苏言斜他一眼:“租金怎么算?”
“咱们这关系还谈钱?”袁洪义正言辞。
“谈。”
袁洪脸垮了。
刘施施在旁边笑得眉眼弯弯。
苏言嘴上逗袁洪,心里门儿清——这车对他这种连轴转的演员来说,太实用了。
以前拍戏,休息时间只能找个折叠椅或躺椅。
冬天冻成狗,夏天热成狗。
现在好了。
换衣服化妆有地儿,累了能躺平睡会儿,吃饭不用坐器材箱,隐私也有保障。
他转头看刘施施。
这姑娘正叉着腰站在阳光下,下巴微微扬着,脸上写满了“快夸我”。
苏言走过去,伸手揉了揉她脑袋:“谢了,这车确实实用。
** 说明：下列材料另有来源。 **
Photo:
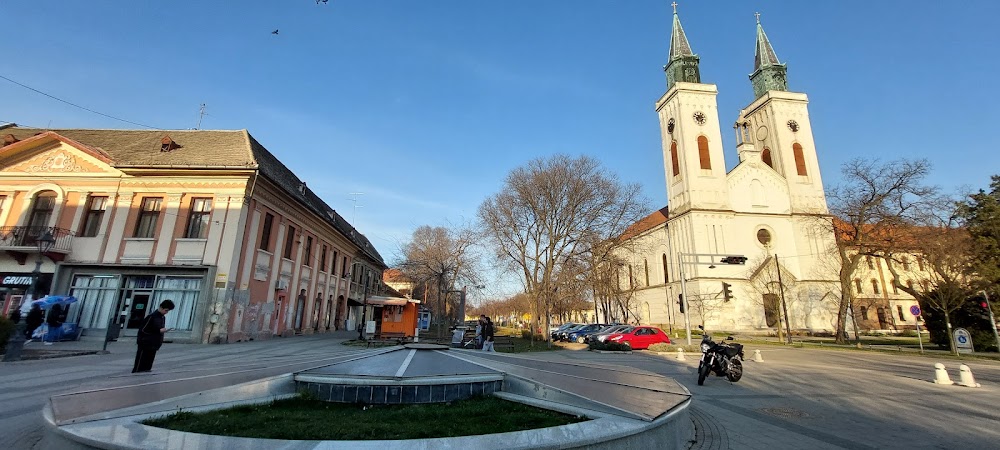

”
刘施施被揉得一缩脖子,耳根红了,嘴上却硬:
“少来,我就是……就是自己也想用。以后拍戏,这车咱俩轮流用,你拍戏我休息,我拍戏你休息。”
“行。”苏言笑,“那算咱俩的。”
袁洪在旁边酸溜溜地插嘴:“你俩的?那我呢?”
“你?”苏言看他,“交租金就也算你。”
袁洪:“……”
行吧。
接下来的日子,苏言每天晚上收工后,都拉着刘施施“讲戏”。
是真讲戏。
【讲戏(中级)】24小时冷却,他就掐着时间用,一天不落。
刘施施只觉得像是回到了《少年杨家将》和《当我》那会儿——轻松,自然,镜头一对准她,该收就收,该放就放。